Emergence of ER=EPR from non-local gravitational energy

TL;DR

This work presents a regular, non-singular realization of ER=EPR by coupling entangled subsystems to a spacetime regularized via non-local gravitational self-energy with a T-duality–inspired minimal length. The authors derive a family of Einstein–Rosen–type wormholes sourced by quantum-gravity–induced energy conditions, classify their horizons and throat structures, and compute the exotic matter needed at the throat. A central result is that among the regular geometries, only the zero-throat wormhole with $r_{\text{throat}}=0$ and a horizon at $u=l_0$ satisfies all ER=EPR criteria (non-traversable, causal, and regular), providing a concrete entanglement-induced bridge. The work further discusses implications for microscopic ER networks in vacuum fluctuations, replica wormholes in Hawking radiation, and speculative links to entanglement-driven dark energy, suggesting a deep geometrical link between quantum entanglement and spacetime structure.

Abstract

We construct a class of wormhole geometries supported by the non-local gravitational self-energy that regularizes the particle and black-hole sectors of spacetime.
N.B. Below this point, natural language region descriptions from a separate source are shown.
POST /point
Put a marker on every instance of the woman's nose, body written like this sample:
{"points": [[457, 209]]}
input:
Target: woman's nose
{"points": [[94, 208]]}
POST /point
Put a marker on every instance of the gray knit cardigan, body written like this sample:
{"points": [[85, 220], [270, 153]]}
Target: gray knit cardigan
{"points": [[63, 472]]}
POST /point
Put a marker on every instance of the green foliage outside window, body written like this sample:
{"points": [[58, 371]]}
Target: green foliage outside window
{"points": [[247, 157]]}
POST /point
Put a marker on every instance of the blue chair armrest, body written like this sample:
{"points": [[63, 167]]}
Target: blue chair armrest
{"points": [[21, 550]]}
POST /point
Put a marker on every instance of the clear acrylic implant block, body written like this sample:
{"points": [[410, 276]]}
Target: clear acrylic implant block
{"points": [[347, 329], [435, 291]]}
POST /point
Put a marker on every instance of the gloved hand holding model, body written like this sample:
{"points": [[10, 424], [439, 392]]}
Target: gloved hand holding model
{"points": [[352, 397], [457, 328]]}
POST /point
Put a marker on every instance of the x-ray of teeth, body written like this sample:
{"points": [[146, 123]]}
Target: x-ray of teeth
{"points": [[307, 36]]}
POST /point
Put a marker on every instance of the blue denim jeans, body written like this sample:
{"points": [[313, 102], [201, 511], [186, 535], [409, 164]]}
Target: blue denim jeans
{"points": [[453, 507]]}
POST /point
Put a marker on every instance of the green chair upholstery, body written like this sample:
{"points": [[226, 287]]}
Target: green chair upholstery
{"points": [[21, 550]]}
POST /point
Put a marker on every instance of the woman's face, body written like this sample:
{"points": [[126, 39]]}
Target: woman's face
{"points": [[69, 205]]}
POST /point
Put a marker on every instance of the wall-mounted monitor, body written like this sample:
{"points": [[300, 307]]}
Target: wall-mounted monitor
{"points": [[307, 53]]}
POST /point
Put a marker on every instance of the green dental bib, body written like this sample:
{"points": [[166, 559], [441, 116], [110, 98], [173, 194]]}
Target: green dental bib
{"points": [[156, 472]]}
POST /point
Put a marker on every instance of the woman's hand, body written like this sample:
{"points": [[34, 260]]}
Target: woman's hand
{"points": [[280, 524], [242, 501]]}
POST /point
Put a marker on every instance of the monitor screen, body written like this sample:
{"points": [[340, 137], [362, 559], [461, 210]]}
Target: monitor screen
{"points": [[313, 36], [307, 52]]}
Using this framework, inspired by T-duality, we show that two entangled particles (or particle-black-hole pairs) naturally source an Einstein-Rosen-type geometry in which the required violation of the strong energy condition arises from intrinsic quantum-gravity effects rather than from ad hoc exotic matter, which is matter that violates the null energy condition. We classify the resulting wormholes, analyze their horizons, throat structure and embedding properties, and we identify the exotic energy needed at the minimal surface. Imposing the ER=EPR requirement of non-traversability and the absence of a macroscopic throat, we find that only the zero-throat geometry is compatible with an entanglement-induced Einstein-Rosen bridge, providing a concrete realization of ER=EPR within a fully regular spacetime. Finally, we briefly discuss possible implications for microscopic ER networks from vacuum fluctuations, replica-wormhole interpretations of Hawking radiation, and possible links to entanglement-driven dark-energy scenarios.

Figures (3)

• Figure 1: Embedding diagram of the one-way traversable wormhole with horizon (extremal configuration). This represents an entanglement-induced wormhole geometry between two entangled particle–black holes of Planck-mass order. We have used $u_{\min}=1.8297$ and $M_{\text{ext}}=1.16537$, and we have set the Planck quantities to unity, namely $M_{\text{Pl}}=l_{0}=1$.
• Figure 2: Embedding diagram of the two-way traversable wormhole without a horizon for the case $\zeta=2$ which implies that $u_{\min} = \sqrt{5}$. This represents an entanglement-induced wormhole geometry between two entangled particles of particle mass sector. We have set $M = 0.1$ along with $M_{\text{Pl}}=l_{0}=1$.
• Figure 3: Embedding diagram of the non-traversable wormhole with horizon having zero throat radius $r_{\rm throat}=0$ and $u_{\min} =1$, respectively. This also represents an entanglement-induced wormhole geometry between two entangled particles of particle mass sector. We have further set the mass parameter to $M = 0.1$, along with $M_{\text{Pl}}=l_{0}=1$.